How to clean Ugg boots.
I've had my Uggs a long time. I think I've had them for somewhere around four years. I protected them with water & stain repellent when they were new, but other than that, I haven't done any sort of maintenance care to them. In the cooler months, I wear them a lot--pretty much anytime I think I can get away with it. After wearing them out in the Christmas Day snow we had I decided it was time to give them a spa treatment.
I pulled this up and started reading. My first thought was that I though it was odd that a company which seems to be a competitor for Ugg boots would be offering a guide to cleaning them. Is this trustworthy? After a little further investigation I offer you this bit of worldly information: The word "ugg" is a generic word. It refers to any type of fleece-lined sheepskin boot. The word happens to be trademarked in over 70 brands. So this particular company is only offering advice on how to care for their boot, also referred to as an ugg.
Okay. Confusion cleared and I can move forward. Many moons ago, when I received my Uggs, my thoughtful husband also bought me the tools to maintain them. For the first time ever, I dug them out.
|cleaner and protectant|
More before pictures for you. My boots weren't terribly dirty. Some noticeable spots on the top of the foot and some dirty areas on the heels and around the top of the calf.

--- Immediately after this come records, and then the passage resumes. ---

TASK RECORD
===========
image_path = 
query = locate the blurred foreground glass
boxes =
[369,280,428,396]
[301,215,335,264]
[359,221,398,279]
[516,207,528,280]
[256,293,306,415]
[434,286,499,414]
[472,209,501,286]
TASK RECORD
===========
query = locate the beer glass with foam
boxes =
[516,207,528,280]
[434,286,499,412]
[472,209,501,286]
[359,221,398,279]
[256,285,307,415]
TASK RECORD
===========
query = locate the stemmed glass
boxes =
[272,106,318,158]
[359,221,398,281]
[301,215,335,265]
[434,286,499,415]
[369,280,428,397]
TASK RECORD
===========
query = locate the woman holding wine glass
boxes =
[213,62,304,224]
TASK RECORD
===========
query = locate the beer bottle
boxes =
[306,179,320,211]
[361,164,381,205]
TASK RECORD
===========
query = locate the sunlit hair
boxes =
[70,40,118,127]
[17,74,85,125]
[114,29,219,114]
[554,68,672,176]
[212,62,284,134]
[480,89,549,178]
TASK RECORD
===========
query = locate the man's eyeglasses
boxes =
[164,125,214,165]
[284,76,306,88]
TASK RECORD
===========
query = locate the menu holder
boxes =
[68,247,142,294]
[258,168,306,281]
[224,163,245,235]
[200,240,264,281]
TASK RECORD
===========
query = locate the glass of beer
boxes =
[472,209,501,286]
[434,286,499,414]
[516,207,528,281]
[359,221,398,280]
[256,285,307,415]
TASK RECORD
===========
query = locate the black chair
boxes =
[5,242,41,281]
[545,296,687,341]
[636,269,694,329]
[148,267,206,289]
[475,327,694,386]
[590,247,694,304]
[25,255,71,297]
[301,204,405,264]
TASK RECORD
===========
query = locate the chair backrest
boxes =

Total time: 1 1/2 hours plus drying time. It took me a while to brush these puppies. At least they dried faster than I would have expected.
Final verdict: It seems to me that brushing them may be the most effective step for me. I'm not tromping through much mud and snow. Maybe now I will brush them more often, or at least when I start to notice they are dirty. It is probably a good idea to clean them as the cold weather moves on before they get put away for the summer. Seems that the original repellent has done its job since these still look pretty good after four years. Off to re-apply that repellent to keep these babies happy.